Often Privacy Rules just weren't the first priority when first getting your app built but that priority changes as soon as you have a real customer.

Sometimes people buy a template expecting it to be fit for purpose but has no Privacy Rules, sometimes they've had an agency or Freelancer build their site and Privacy Rules just haven't been implemented. Sometimes Privacy Rules are implemented that are explicitly "This data is public" creating a delusion that the data is secure. Don't worry it is fixable.

Straight from the Bubble manual .....

If you haven't explicitly created privacy rules for a given thing, then the data is not secure.


It can (and must) be fixed if you are going to store private data.

This is how I work together with Clients to implement Privacy Rules to an existing app. It could be Brokers, Patients, Customers, Dentists, Applicants, Subscribers - it doesn't matter who the private data belongs to or the domain of the application the same process applies.

1. Categorise every table with a prefix so that they sort into groups that make sense. For example everything to do with Brokers, contain Brokers data - prefix with B. Another example - everything to do with Data Loading - not directly accessed by Brokers - prefix with D. Anything to do with system setup and config prefix with S. It doesn't need to be too scientific - it is just an aid to help us make sense of all the tables. Any table you don't understand - prefix with X - so we can sort these out later. Any table you know is an unused table - prefix with Z - so all the least useful relevant tables are at the bottom of the list. As a separate task we will search and confirm the tables are or aren't being used and delete or categorise however makes sense. I'd expect 5-8 groupings.

2. Figure out what roles are there. Admin is one. Brokers is another. Patients is another. Admin can see all data. Brokers can only see their own data. Are there any other roles? Roles generally have names

3. Figure out which tables are public and which aren't. There may be some public data. There may not be some public data. It just depends. A list of states for example is probably public. Anything with personal information is almost certainly private - unless there is a specific requirement for it to be public eg a public directory listing of Brokers in a region available on the internet.

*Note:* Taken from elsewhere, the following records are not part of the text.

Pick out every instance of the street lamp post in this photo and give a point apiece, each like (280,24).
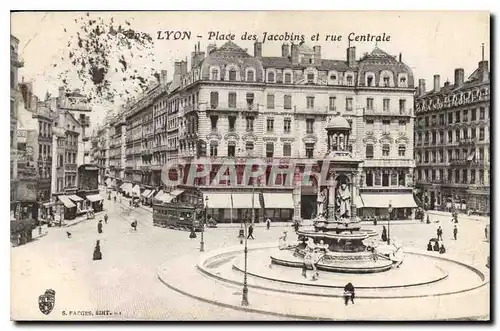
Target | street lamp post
(202,243)
(389,224)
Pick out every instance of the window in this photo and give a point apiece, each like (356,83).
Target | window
(386,81)
(309,150)
(309,125)
(349,80)
(287,149)
(402,106)
(310,78)
(270,77)
(214,100)
(386,125)
(369,103)
(269,149)
(231,149)
(402,150)
(250,76)
(331,104)
(270,101)
(386,104)
(250,99)
(287,124)
(385,178)
(310,102)
(232,122)
(402,125)
(287,102)
(249,122)
(215,74)
(270,125)
(369,152)
(348,104)
(473,114)
(231,100)
(385,150)
(213,149)
(249,146)
(369,179)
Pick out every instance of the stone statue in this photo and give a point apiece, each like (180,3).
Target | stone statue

4. Check there is no personal information in Option sets. Make a list of any option set that contains personal information. As a separate task these will need to be converted to tables that can be protected by Privacy Rules.

5. Decide which roles see which data - going table by table (cut and paste a list into a spreadsheet so we check each one methodically) . Typically it will be
- Broker sees own brokers data and can autobind certain data
- Admin sees everything  and can autobind certain data (probably not brokers data)
- Not logged in and everybody sees nothing. This we will make the default behaviour of the App after we have fixed the Privacy Rules.

6. Figure out if there are any schema changes required to make the Privacy Rules work. We may need to put a "broker id" of some tables to make the Privacy Rules work. Probably not if the app is working without Privacy Rules.

7. Categorise the tables into high and low risk depending on the data they contain. Highest risk tables might be User, Security Question & Answers, anything money related. We will look at the high risk first. We want to uncover any necessary database schema changes as early as possible.

8. Consider for each table if different roles see different fields. Using the search capability in the Bubble Editor we will check which fields are being used where. And cross check that with our understanding of how the app works. If fields aren't being used we will name them as marked for deletion or just delete them. Same with tables.

9. Now implement the Privacy Rules for each table in the Bubble editor.

And just for good measure .....

If you haven't explicitly created privacy rules for a given thing, then the data is not secure.